10 diciembre 2006

PROHIBIDO FUMAR

Pasó casi rozándome, presuroso, acababa de obtener un cigarrillo de alguien en la calle helada y casi desierta, y jugaba ilusionado con él balanceándolo entre sus dedos. Al volverse hacia mí aún mantenía restos de la sonrisa agradecida que dedicó al generoso transeúnte. Vestía ropa de trabajo, botas, mono, parecía recién emergido de una catacumba donde estuviesen haciendo una obra milenaria. Por su aspecto y su gesto entre alerta y distraído me pareció extranjero. Se dirigió hacia la panadería que había enfrente, sus labios sostenían el cigarrillo, recientemente encendido, aún no tomado por la ceniza, lo saboreaba expectante. Al ir a entrar a la panadería, un cartel con una cruz sobre un humeante cigarro superó cualquier tipo de barrera idiomática y le obligó a pararse en seco. Pensó durante unos segundos, acompañando ese palpitar mental con dubitativos movimientos corporales. Por alguna razón, acaso la inercia que le impelía a entrar de inmediato en la panadería, optó por una decisión arriesgada: en vez de fumar tranquilamente el que parecía su último cigarrillo, decidió que éste lo esperase fuera. Con él aún entre los labios, contó las monedas que le quedaban y entró, no sin antes colocar cuidadosamente el cigarrillo sobre la generosa planicie que ofrecía el rodapié que rodeaba una columna colocada junto a la entrada del establecimiento. Pasaron los segundos, la noche se decidió a desplegarse aburridamente sobre nosotros y las luces del interior de la panadería se encendieron como cumpliendo un acuerdo tácito.
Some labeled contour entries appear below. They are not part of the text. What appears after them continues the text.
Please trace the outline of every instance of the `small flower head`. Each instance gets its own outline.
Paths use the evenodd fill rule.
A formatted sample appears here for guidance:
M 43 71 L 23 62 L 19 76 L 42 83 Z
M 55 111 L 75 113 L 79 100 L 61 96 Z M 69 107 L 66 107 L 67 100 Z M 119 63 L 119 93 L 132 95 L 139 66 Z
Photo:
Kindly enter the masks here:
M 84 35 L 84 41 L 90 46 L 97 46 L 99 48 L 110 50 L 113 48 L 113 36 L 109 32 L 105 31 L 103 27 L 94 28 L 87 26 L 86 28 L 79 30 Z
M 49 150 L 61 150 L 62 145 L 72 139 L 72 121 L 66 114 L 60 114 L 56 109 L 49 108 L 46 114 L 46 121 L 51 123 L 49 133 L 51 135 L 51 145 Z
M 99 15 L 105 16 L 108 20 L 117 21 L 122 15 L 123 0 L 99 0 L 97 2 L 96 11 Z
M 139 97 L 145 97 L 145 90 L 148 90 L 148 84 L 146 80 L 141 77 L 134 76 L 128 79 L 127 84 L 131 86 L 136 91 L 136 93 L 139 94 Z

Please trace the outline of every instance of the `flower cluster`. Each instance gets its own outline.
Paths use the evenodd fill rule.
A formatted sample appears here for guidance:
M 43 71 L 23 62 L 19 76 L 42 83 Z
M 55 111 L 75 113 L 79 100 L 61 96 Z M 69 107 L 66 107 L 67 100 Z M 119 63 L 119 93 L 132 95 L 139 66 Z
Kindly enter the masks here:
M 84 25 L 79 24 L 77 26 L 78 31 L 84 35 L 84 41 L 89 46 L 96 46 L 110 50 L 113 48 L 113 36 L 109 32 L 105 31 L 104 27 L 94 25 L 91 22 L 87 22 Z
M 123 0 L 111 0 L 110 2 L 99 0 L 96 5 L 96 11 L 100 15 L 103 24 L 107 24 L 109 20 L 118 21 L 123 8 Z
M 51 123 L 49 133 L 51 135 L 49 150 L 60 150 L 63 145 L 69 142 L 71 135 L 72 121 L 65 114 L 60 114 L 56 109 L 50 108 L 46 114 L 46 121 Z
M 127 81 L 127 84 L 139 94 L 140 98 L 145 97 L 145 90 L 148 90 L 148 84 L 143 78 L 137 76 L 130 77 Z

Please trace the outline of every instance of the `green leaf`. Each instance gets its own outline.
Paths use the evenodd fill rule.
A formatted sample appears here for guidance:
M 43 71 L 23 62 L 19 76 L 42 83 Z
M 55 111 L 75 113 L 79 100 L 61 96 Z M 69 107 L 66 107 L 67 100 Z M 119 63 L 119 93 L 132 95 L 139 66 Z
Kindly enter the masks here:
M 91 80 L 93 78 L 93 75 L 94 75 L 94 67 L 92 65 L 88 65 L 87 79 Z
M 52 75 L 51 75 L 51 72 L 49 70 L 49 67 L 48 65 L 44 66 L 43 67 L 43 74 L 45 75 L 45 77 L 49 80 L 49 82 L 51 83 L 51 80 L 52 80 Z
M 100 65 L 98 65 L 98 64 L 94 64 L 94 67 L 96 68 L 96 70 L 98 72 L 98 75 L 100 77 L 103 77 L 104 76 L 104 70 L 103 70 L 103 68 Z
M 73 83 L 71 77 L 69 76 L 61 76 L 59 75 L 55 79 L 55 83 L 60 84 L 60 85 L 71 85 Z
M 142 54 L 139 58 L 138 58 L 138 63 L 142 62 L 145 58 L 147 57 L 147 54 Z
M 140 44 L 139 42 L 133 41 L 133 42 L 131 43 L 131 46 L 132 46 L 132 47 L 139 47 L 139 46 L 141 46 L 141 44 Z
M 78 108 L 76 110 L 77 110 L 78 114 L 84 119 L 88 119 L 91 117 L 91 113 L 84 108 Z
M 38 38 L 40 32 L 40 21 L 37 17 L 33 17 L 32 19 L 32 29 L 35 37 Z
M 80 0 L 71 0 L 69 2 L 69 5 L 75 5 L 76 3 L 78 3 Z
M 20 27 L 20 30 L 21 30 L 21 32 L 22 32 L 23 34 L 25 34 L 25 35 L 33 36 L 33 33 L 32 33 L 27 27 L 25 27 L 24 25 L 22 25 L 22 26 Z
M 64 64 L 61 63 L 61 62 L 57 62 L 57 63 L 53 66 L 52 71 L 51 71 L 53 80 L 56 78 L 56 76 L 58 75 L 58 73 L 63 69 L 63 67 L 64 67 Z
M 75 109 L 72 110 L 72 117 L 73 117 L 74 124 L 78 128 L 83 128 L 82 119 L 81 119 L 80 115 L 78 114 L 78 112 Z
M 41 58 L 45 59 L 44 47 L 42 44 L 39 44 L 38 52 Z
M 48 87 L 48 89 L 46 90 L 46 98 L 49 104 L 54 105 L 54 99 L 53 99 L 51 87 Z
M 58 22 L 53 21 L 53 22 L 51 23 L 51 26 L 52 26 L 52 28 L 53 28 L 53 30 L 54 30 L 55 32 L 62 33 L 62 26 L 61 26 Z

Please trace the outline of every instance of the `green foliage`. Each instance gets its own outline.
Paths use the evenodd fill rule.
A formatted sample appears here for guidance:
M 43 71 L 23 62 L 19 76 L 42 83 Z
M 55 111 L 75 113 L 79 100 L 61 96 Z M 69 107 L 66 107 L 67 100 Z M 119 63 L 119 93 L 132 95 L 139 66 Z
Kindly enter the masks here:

El pitillo esperaba consumiéndose lentamente cuando vi a su dueño abrir presuroso la puerta de la panadería. Antes de salir, rectificó y cedió el paso a una señora elegantemente vestida, acompañada de la que parecía ser su nieta, diminuto ejemplo a su vez de elegancia invernal. Ésta, después de agradecer cortésmente el gesto del obrero, pisoteó entre mohines de asco el humeante cigarro que esperaba sobre el rodapié, parecía que se enfrentaba a un ciempiés que no dejara de reproducirse. Incluso su abuela hubo de intervenir para tranquilizarla. Mientras, el obrero, súbitamente fantasmagórico, se deslizó calle abajo tras observar perplejo la escena, a la vez que algo asustado. En aquel momento volvieron a mí unas terribles ganas de fumar y expulsar mi humo sobre todas las cosas.